We also know that without CPR and a nearby defibrillator, the chance of survival is less than 6%. Yet, the fast use of a defibrillator can increase survival rates by up to 70%
It is incumbent on all public, private and community organisations to deploy defibrillators – just as it is for strata managers and body corporates as people spend over 50% of their time at home and the cost of the devices can be shared amongst many owners.
And while defibrillators are becoming more effective, more affordable and easier to use by untrained passers-by, scientists are discovering new ways to identify and treat underlying heart issues utilising the computing power of technology, such as artificial intelligence.
For example, scientists at Johns Hopkins University scientists can now predict which patients suffering from a complex inflammatory heart disease are at risk of sudden cardiac arrest. They do this using powerful machine learning by combining models of patients’ hearts built from multiple images.
According to an article in News Medical Life Sciences, ‘doctors don’t currently have precise methods for assessing which patients with cardiac sarcoidosis, a condition causing inflammation and scarring that can trigger irregular heartbeats, are likely to have a fatal arrythmia, meaning that some patients don’t survive, while others undergo unnecessary, invasive interventions. A recent meta-analysis cited in the study found that roughly only one third of cardiac sarcoidosis patients receive adequate treatment’.
The scientists combine data from the mechanistic simulations, along with additional patient and imaging data, to develop and train an algorithm to predict the likelihood of arrhythmia leading to cardiac arrest.
According to another article in News Medical Life Sciences, technology is also used in a new study by researchers from Wellcome Sanger Institute, University of Cambridge, Massachusetts Institute of Technology and Lund University, who built a novel computer-based model to predict how genetic variations may contribute to changes in important proteins involved in certain inherited heart diseases.
The research, published in June 2021 in npj Genomic Medicine, verifies which genetic variations and potential ‘hot spots’ are linked to different types of inherited heart diseases where the functioning of the heart muscle is impacted.
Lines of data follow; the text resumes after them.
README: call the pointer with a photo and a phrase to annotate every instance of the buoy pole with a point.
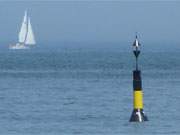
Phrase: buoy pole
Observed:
(138, 113)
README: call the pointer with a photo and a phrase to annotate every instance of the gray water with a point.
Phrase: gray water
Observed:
(86, 91)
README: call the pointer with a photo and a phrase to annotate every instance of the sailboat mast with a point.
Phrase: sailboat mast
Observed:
(26, 23)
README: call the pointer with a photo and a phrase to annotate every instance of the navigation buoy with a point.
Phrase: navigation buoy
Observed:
(138, 113)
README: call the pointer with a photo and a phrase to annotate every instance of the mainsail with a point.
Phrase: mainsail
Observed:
(23, 31)
(26, 34)
(30, 40)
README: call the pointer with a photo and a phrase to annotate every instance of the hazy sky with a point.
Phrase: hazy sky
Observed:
(98, 21)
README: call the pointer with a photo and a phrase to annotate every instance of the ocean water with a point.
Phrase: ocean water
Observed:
(87, 91)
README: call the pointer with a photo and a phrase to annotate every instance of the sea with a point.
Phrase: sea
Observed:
(87, 90)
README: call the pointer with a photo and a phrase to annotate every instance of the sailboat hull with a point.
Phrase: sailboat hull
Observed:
(18, 47)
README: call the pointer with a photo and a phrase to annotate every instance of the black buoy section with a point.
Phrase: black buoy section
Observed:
(138, 113)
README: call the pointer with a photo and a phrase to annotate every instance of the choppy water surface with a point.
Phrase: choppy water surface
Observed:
(86, 92)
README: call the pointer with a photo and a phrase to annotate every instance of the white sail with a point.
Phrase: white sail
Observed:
(30, 40)
(23, 31)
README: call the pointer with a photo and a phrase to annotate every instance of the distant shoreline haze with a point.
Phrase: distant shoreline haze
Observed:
(94, 22)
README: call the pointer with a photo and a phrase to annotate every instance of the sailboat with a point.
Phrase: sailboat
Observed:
(26, 35)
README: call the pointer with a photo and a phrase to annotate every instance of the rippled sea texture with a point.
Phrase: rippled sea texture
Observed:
(86, 92)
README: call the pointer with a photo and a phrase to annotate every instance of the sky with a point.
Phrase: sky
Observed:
(93, 21)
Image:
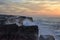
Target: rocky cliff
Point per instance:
(13, 32)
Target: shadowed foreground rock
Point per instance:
(46, 37)
(13, 32)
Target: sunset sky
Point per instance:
(30, 7)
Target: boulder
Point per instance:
(13, 32)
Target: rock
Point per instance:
(50, 37)
(13, 32)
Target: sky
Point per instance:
(30, 7)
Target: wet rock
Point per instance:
(13, 32)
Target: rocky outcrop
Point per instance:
(13, 32)
(46, 37)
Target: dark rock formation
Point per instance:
(13, 32)
(50, 38)
(46, 37)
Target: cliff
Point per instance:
(13, 32)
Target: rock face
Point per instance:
(46, 37)
(13, 32)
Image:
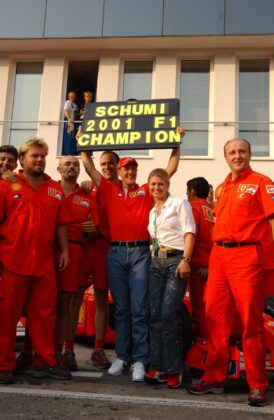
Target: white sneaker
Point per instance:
(138, 372)
(117, 367)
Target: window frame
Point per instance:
(150, 154)
(270, 108)
(210, 150)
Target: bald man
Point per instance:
(244, 209)
(82, 210)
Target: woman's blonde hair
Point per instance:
(161, 173)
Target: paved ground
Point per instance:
(96, 395)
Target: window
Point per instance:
(254, 105)
(137, 85)
(194, 106)
(26, 101)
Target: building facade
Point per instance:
(216, 56)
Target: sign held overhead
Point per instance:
(148, 124)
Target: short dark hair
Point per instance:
(113, 154)
(8, 148)
(239, 138)
(200, 185)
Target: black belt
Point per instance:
(168, 253)
(130, 244)
(71, 241)
(234, 244)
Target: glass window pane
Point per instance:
(137, 85)
(194, 97)
(254, 104)
(26, 99)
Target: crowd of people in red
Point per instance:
(147, 247)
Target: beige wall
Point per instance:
(223, 105)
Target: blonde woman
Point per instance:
(172, 229)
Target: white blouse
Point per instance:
(176, 219)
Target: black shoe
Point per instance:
(256, 397)
(53, 372)
(6, 377)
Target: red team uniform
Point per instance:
(29, 220)
(95, 252)
(235, 274)
(204, 220)
(81, 205)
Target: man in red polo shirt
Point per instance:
(128, 207)
(31, 214)
(197, 193)
(96, 262)
(243, 211)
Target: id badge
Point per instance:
(155, 247)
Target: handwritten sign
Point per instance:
(149, 124)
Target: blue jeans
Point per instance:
(166, 292)
(128, 280)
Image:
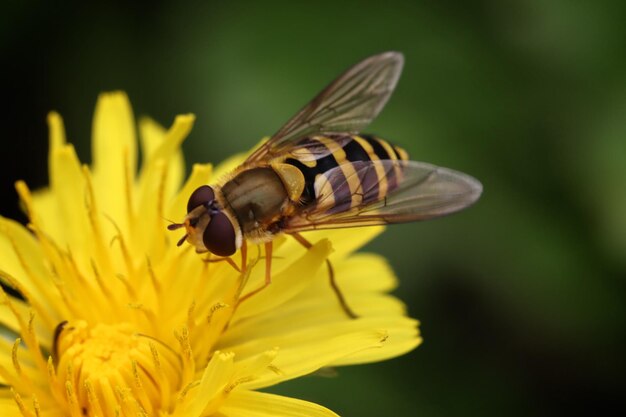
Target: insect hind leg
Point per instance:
(331, 275)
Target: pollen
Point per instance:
(152, 329)
(106, 367)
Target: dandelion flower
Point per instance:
(108, 317)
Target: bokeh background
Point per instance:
(521, 297)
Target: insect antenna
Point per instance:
(174, 226)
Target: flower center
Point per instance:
(109, 369)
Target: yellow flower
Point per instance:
(107, 317)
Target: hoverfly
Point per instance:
(319, 172)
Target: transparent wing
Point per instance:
(347, 105)
(384, 192)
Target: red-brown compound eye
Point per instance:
(219, 236)
(202, 195)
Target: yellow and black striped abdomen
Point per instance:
(341, 171)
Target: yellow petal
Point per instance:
(215, 379)
(303, 352)
(22, 262)
(152, 136)
(8, 407)
(114, 156)
(242, 403)
(286, 284)
(200, 175)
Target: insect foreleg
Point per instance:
(331, 276)
(268, 272)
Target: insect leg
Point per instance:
(331, 276)
(268, 273)
(227, 259)
(244, 255)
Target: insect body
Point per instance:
(318, 171)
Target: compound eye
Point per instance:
(200, 196)
(219, 235)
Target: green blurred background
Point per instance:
(521, 297)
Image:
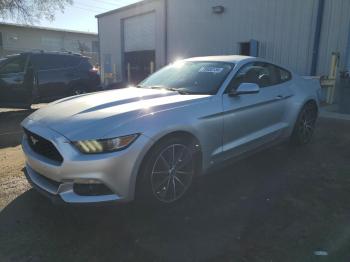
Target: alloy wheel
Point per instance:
(172, 173)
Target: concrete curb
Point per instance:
(334, 115)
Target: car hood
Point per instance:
(91, 116)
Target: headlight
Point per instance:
(105, 145)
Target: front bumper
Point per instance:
(117, 171)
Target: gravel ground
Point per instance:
(282, 204)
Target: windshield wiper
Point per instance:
(181, 91)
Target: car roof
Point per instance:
(49, 53)
(225, 58)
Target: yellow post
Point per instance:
(129, 72)
(333, 76)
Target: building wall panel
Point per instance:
(284, 28)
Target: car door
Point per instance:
(15, 84)
(252, 120)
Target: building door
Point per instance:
(138, 65)
(139, 47)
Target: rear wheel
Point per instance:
(168, 172)
(305, 125)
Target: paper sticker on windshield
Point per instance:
(210, 69)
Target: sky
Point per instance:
(81, 15)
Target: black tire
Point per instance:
(156, 187)
(305, 125)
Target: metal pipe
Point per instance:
(317, 37)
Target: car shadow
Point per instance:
(217, 214)
(260, 209)
(10, 126)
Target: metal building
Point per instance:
(299, 34)
(16, 38)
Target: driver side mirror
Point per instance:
(245, 88)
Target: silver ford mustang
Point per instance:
(148, 142)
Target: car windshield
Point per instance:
(190, 77)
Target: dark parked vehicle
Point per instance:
(42, 77)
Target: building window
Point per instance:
(250, 48)
(95, 46)
(51, 43)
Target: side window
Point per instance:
(72, 61)
(257, 73)
(14, 65)
(53, 61)
(284, 75)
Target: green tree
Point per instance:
(29, 11)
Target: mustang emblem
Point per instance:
(34, 140)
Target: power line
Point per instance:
(92, 6)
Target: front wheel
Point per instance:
(168, 172)
(305, 125)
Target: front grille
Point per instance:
(43, 147)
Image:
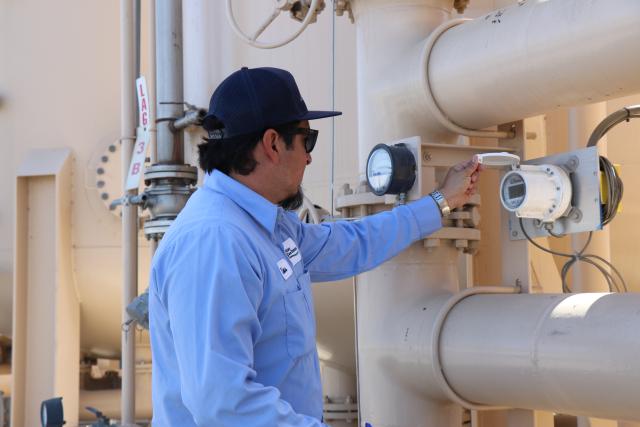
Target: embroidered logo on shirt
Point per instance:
(291, 251)
(284, 268)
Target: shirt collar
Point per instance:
(262, 210)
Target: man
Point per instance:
(231, 310)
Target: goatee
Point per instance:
(292, 203)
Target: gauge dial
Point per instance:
(380, 170)
(391, 169)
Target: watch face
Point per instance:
(379, 171)
(514, 191)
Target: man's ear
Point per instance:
(269, 145)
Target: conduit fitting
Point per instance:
(432, 104)
(438, 371)
(192, 117)
(169, 188)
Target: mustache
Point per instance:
(292, 202)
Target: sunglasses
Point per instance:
(310, 137)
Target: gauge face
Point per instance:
(514, 191)
(379, 170)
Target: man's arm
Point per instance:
(212, 295)
(343, 249)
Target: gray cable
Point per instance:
(625, 114)
(612, 282)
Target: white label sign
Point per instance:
(291, 251)
(136, 168)
(285, 269)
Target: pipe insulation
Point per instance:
(536, 56)
(575, 354)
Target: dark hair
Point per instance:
(236, 154)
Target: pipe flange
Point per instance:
(158, 172)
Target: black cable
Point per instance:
(612, 282)
(615, 190)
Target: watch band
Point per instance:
(441, 202)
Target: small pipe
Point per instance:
(169, 81)
(129, 212)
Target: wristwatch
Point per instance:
(442, 203)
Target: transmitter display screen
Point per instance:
(516, 191)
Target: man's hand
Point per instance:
(461, 183)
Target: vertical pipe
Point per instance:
(169, 84)
(582, 121)
(586, 278)
(151, 81)
(129, 212)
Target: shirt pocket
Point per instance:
(300, 324)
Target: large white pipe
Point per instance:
(536, 56)
(390, 36)
(575, 354)
(129, 212)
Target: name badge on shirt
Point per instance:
(291, 251)
(285, 269)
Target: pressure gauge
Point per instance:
(391, 169)
(541, 192)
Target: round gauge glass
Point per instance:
(379, 170)
(514, 191)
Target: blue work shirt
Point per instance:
(232, 321)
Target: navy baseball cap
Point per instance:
(253, 100)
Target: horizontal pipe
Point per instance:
(575, 354)
(534, 57)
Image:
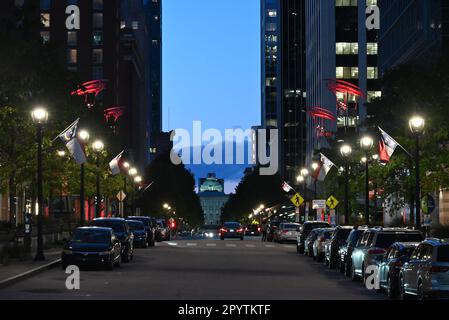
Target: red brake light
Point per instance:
(376, 251)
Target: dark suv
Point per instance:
(338, 239)
(305, 230)
(121, 231)
(150, 227)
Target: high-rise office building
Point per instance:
(283, 80)
(412, 31)
(118, 41)
(341, 50)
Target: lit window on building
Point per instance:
(72, 38)
(97, 38)
(72, 56)
(97, 20)
(45, 18)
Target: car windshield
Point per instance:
(343, 234)
(311, 226)
(443, 254)
(91, 236)
(385, 240)
(117, 226)
(232, 225)
(146, 222)
(136, 225)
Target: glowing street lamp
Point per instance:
(40, 118)
(417, 125)
(346, 152)
(367, 143)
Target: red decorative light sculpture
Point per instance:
(90, 90)
(348, 90)
(319, 116)
(114, 113)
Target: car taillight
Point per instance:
(439, 269)
(376, 251)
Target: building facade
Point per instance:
(283, 80)
(212, 198)
(412, 31)
(339, 48)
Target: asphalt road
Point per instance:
(199, 270)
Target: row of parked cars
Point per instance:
(401, 261)
(108, 242)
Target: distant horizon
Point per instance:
(212, 74)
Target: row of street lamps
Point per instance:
(40, 118)
(417, 125)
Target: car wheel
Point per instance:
(421, 296)
(354, 276)
(402, 294)
(391, 292)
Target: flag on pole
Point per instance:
(116, 164)
(387, 146)
(286, 187)
(70, 138)
(324, 168)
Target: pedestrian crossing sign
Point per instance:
(332, 202)
(297, 200)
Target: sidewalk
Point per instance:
(19, 270)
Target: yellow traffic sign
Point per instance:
(297, 200)
(332, 202)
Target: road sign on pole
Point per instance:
(297, 200)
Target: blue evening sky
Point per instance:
(211, 68)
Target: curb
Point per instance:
(28, 274)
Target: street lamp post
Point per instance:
(346, 152)
(367, 143)
(40, 118)
(98, 146)
(84, 137)
(417, 125)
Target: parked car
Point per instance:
(323, 236)
(121, 231)
(287, 231)
(391, 264)
(426, 274)
(304, 232)
(232, 230)
(346, 250)
(374, 245)
(92, 246)
(150, 227)
(308, 243)
(140, 234)
(332, 247)
(272, 227)
(252, 230)
(162, 230)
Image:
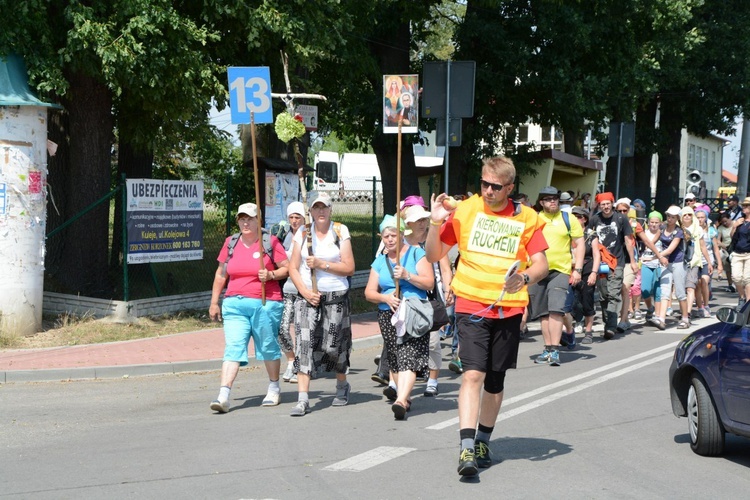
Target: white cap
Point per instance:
(295, 207)
(415, 213)
(623, 201)
(250, 209)
(318, 197)
(673, 210)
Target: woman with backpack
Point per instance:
(674, 272)
(295, 213)
(407, 266)
(321, 264)
(584, 309)
(243, 312)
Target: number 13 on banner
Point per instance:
(250, 91)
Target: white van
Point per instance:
(349, 176)
(350, 173)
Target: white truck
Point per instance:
(347, 175)
(350, 175)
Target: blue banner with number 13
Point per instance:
(250, 90)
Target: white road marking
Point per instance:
(572, 390)
(566, 382)
(369, 459)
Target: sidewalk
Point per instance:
(183, 352)
(194, 351)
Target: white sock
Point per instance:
(224, 393)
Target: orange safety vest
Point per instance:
(489, 244)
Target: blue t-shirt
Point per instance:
(678, 255)
(385, 282)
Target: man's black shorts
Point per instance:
(488, 344)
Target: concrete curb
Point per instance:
(125, 371)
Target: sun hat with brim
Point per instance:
(687, 210)
(623, 201)
(295, 207)
(319, 197)
(389, 221)
(549, 191)
(580, 211)
(410, 201)
(655, 215)
(250, 209)
(415, 213)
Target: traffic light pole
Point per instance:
(744, 165)
(619, 163)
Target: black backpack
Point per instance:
(267, 249)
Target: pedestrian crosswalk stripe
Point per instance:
(369, 459)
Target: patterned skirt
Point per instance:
(324, 334)
(412, 355)
(285, 336)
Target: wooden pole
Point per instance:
(261, 264)
(308, 219)
(398, 203)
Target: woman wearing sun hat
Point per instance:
(242, 311)
(415, 276)
(322, 317)
(674, 272)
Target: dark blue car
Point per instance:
(710, 381)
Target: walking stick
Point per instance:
(398, 202)
(308, 219)
(261, 264)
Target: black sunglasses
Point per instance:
(486, 184)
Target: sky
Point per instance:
(732, 151)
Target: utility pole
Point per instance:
(744, 164)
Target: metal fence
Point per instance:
(360, 211)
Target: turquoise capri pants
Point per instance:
(244, 318)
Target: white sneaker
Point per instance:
(300, 409)
(288, 373)
(342, 396)
(219, 406)
(271, 399)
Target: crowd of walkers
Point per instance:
(493, 263)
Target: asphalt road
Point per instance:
(599, 426)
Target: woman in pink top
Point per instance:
(242, 311)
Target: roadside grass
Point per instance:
(69, 330)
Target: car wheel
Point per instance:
(706, 432)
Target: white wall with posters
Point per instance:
(282, 188)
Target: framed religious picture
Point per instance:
(400, 103)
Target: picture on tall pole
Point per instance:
(400, 103)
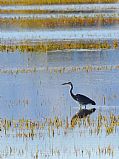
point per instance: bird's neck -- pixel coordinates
(71, 91)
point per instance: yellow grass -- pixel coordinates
(59, 22)
(24, 11)
(31, 2)
(58, 45)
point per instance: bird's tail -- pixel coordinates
(93, 103)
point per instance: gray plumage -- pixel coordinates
(82, 99)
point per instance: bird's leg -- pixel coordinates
(80, 106)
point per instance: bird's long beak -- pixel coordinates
(64, 83)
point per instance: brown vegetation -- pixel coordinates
(32, 2)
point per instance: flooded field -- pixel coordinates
(41, 50)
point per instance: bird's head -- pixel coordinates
(68, 83)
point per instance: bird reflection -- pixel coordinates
(81, 114)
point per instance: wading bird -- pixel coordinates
(81, 114)
(81, 99)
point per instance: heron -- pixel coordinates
(81, 114)
(81, 99)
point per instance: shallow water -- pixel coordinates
(36, 109)
(40, 95)
(69, 34)
(66, 15)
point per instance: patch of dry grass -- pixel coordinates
(33, 2)
(59, 22)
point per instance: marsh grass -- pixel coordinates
(59, 45)
(34, 2)
(59, 22)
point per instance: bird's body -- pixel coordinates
(81, 99)
(81, 114)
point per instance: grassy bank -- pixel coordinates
(33, 2)
(59, 22)
(59, 45)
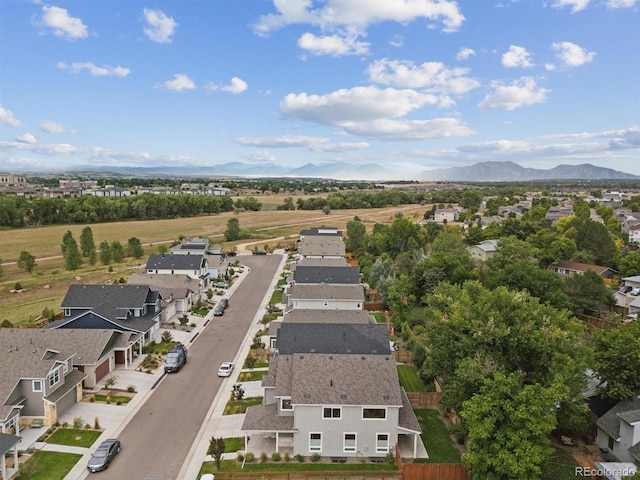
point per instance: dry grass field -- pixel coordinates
(47, 285)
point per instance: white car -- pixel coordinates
(225, 369)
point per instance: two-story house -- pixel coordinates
(334, 405)
(134, 308)
(37, 380)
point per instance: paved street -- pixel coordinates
(158, 438)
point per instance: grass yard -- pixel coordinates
(294, 466)
(48, 466)
(74, 437)
(409, 379)
(436, 439)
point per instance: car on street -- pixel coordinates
(103, 455)
(225, 369)
(176, 358)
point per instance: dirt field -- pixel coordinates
(46, 287)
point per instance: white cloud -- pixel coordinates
(180, 82)
(620, 3)
(572, 55)
(48, 126)
(431, 76)
(465, 53)
(7, 118)
(509, 97)
(516, 57)
(335, 45)
(94, 70)
(63, 25)
(575, 5)
(358, 14)
(26, 138)
(160, 27)
(236, 86)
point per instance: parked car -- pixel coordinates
(102, 457)
(225, 369)
(176, 358)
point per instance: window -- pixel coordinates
(374, 413)
(382, 443)
(349, 442)
(54, 377)
(315, 442)
(329, 412)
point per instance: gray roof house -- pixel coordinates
(355, 338)
(37, 379)
(327, 297)
(346, 275)
(335, 405)
(134, 308)
(619, 430)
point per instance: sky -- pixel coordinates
(411, 85)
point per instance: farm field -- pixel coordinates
(47, 285)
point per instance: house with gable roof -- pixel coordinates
(37, 379)
(335, 405)
(619, 430)
(133, 308)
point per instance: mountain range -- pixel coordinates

These may have different outcomes and treatments, including invasive surgical procedures such as fitting defibrillators and heart transplantation.
So, while science and technology are making great strides in identifying and treating heart conditions, the benefits of using defibrillators to increase the chance of survival from sudden cardiac arrest cannot be overstated.
More importantly, each of us can make a difference by ensuring defibrillators are close at hand and CPR is learnt.
The life of a loved one or colleague may depend on it!